8. The new functional modules
8.1 Universal spectrum identifier search
The ability to refer to specific spectra of high importance and cite data in published manuscripts was done one by implementing a new standardized Universal Spectrum Identifier proposed by PX.
As shown in Figure 24-A, click the “Resources” menu on the iProX main page and select the sub-menu “Universal Spectrum Identifier (USI) Search”. Then you can access the USI search page (Figure 24-B). On the page, you can paste a USI into a text box and press the “view” button to lookup the spectrum. The lookup result returned from the Elastic Search engine is visualized with an embedded Lorikeet spectrum viewer in the page (Figure 24-C).
Figure 24. Universal Spectrum Identifier (USI) Search.

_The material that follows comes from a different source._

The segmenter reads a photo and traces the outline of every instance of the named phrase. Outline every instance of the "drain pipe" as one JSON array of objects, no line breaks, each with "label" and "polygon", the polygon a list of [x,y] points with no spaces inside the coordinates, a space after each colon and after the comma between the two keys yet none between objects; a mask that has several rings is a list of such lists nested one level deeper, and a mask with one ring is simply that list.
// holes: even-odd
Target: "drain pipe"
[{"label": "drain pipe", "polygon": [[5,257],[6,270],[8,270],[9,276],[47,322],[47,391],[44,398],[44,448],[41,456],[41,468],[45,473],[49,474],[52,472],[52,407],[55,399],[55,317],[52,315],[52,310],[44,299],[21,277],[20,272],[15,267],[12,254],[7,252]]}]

8.2 Reanalysis and visualization pipeline of public data
A high-efficiency reanalysis pipeline was built in iProX. First, all mass spectrometry raw files were converted into mzXML and MGF files using the msconvert module in ProteoWizard. Then the MS/MS peak lists (MGF files) were submitted to a local Mascot server for database searching against the database containing sequences of all human proteins from Uniprot Swiss-Prot. The target-decoy database search strategy was applied. The Decoy checkbox were chosen to perform an automatic decoy database search by MASCOT. Peptides length shorter than seven amino acids were removed and all peptide-spectra matches were filtered to keep the FDR measured by the decoy hits lower than 1%.
This reanalysis pipeline has been to several public datasets in iProX and generated 20 million identifications at controlled false discovery rates.

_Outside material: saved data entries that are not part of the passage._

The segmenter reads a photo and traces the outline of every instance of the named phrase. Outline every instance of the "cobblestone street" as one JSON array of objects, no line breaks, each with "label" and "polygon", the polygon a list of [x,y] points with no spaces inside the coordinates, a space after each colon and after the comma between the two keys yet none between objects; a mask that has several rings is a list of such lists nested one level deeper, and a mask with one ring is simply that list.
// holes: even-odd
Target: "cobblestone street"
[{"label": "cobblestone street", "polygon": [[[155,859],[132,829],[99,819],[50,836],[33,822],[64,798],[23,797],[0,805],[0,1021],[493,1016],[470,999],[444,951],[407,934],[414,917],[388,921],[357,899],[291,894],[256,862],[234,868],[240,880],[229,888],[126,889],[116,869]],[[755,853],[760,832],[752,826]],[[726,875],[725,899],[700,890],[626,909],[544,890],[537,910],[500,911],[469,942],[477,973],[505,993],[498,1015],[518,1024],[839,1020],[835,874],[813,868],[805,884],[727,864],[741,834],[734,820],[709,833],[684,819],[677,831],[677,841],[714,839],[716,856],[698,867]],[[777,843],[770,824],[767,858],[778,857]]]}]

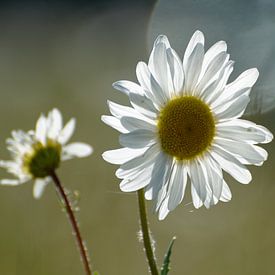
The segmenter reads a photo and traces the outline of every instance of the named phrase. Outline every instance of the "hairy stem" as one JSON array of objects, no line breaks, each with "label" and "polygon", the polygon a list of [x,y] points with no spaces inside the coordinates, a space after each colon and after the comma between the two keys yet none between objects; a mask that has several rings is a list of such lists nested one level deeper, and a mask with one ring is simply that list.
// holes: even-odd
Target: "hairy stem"
[{"label": "hairy stem", "polygon": [[140,225],[143,237],[144,248],[146,252],[146,257],[148,260],[148,264],[151,270],[152,275],[158,275],[158,268],[152,248],[148,221],[147,221],[147,214],[146,214],[146,207],[145,207],[145,199],[144,199],[144,190],[138,190],[138,204],[139,204],[139,215],[140,215]]},{"label": "hairy stem", "polygon": [[55,187],[56,187],[57,191],[59,192],[59,194],[60,194],[60,196],[61,196],[61,198],[64,202],[68,218],[69,218],[70,223],[72,225],[73,235],[76,238],[76,243],[77,243],[77,246],[78,246],[78,249],[79,249],[80,257],[81,257],[81,260],[82,260],[83,265],[84,265],[85,273],[87,275],[91,275],[92,271],[91,271],[91,267],[90,267],[88,251],[87,251],[87,249],[86,249],[86,247],[83,243],[83,240],[82,240],[82,237],[81,237],[81,234],[80,234],[80,230],[79,230],[79,227],[78,227],[78,224],[77,224],[77,220],[76,220],[76,217],[74,215],[74,211],[73,211],[73,209],[70,205],[70,202],[69,202],[69,199],[66,195],[66,192],[65,192],[64,188],[62,187],[61,182],[60,182],[59,178],[57,177],[57,175],[54,171],[51,173],[51,177],[52,177],[52,179],[55,183]]}]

As shown in Figure 25-A, click the “Resources” menu on the iProX main page and select the sub-menu “Reanalyzed Datasets”. Then you can see the list of the re-analyzed datasets with the number of identifications (Figure 25-B).

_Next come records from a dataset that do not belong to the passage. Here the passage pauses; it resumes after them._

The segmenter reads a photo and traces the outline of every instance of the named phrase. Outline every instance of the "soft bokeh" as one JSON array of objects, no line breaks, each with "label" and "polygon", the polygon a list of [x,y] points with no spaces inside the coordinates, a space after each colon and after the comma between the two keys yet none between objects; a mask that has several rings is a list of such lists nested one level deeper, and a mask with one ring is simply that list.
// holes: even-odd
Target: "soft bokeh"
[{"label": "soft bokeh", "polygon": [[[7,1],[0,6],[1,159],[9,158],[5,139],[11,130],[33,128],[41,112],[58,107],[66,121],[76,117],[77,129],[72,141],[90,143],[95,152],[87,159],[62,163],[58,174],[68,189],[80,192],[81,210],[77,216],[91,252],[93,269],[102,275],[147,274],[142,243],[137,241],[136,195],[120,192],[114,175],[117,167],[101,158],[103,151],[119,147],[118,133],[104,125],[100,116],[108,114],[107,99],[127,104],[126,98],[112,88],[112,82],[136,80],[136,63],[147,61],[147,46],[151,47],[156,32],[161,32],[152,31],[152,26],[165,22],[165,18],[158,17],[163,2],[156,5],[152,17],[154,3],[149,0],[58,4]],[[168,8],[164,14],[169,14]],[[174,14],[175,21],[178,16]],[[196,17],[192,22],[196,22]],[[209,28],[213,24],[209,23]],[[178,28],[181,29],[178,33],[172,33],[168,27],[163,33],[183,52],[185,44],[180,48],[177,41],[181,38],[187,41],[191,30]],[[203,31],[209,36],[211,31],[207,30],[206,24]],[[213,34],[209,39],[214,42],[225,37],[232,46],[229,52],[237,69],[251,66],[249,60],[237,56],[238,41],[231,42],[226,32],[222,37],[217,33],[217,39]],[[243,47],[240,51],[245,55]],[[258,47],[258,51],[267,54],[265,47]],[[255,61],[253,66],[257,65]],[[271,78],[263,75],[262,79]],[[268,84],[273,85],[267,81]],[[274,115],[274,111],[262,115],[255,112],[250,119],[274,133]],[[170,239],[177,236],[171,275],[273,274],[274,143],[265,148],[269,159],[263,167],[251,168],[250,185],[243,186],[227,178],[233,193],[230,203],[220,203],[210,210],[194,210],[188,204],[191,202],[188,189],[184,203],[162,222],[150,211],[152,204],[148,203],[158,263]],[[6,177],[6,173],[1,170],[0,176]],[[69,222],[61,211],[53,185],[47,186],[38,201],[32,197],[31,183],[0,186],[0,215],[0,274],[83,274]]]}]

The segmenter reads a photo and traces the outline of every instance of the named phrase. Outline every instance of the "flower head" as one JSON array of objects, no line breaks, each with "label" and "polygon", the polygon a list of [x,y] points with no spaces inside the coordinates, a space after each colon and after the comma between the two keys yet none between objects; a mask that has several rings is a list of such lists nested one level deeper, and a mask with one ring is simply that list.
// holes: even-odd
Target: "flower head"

Figure 25. Overview of the reanalysis pipeline function in iProX.
By unfolding the project and clicking the view button beside each subproject, the protein (Figure 26-A), peptide (Figure 26-B), and spectrum (Figure 26-C) identifications, as well as the summary information of the reanalyzed dataset can be viewed in iProX (Figure 26-D). By clicking the USI format link in the spectrum identifications page (Figure 26-C), the detailed information of each spectrum-peptide match can be viewed in an independent page (Figure 26-E).
Figure 26. The visualizations of identifications of reanalyzed datasets.
8.3 RESTful Web Service APIs
Besides supporting human interactions to access the data, iProX provides a RESTful Web Service Application Programming Interface (API) presented by PX for automatically accessing proteomics results. It reports the metadata of datasets, or peptide, protein, and spectra data for reanalysis.
As shown in Figure 27-A, click the “Resources” menu on the main page and select the sub-menu “Web service APIs”. Then you can see the lists of APIs, including getting the metadata of a specific dataset or lists of datasets and collecting peptidoforms, proteins, and peptide spectrum matches (PSMs), or a list of spectra referred by USIs (Figure 27-B). Click “Try it out”, input PXD identifier “PXD008840” in the box, and press the “Execute” button (Figure 27-C). Then, the metadata of PXD008840 will be returned in the response body (Figure 27-D). You can also use the “download” button to get the json file (Figure 27-C). Directly, request URL “https://www.iprox.cn/proxi/datasets/PXD008840”returns the json format of the details of the dataset, PXD008840, which can be used for reprogramming. In the same way, you can get the information of peptide, protein, and spectra data for reanalysis.
Figure 27. RESTful Web Service APIs.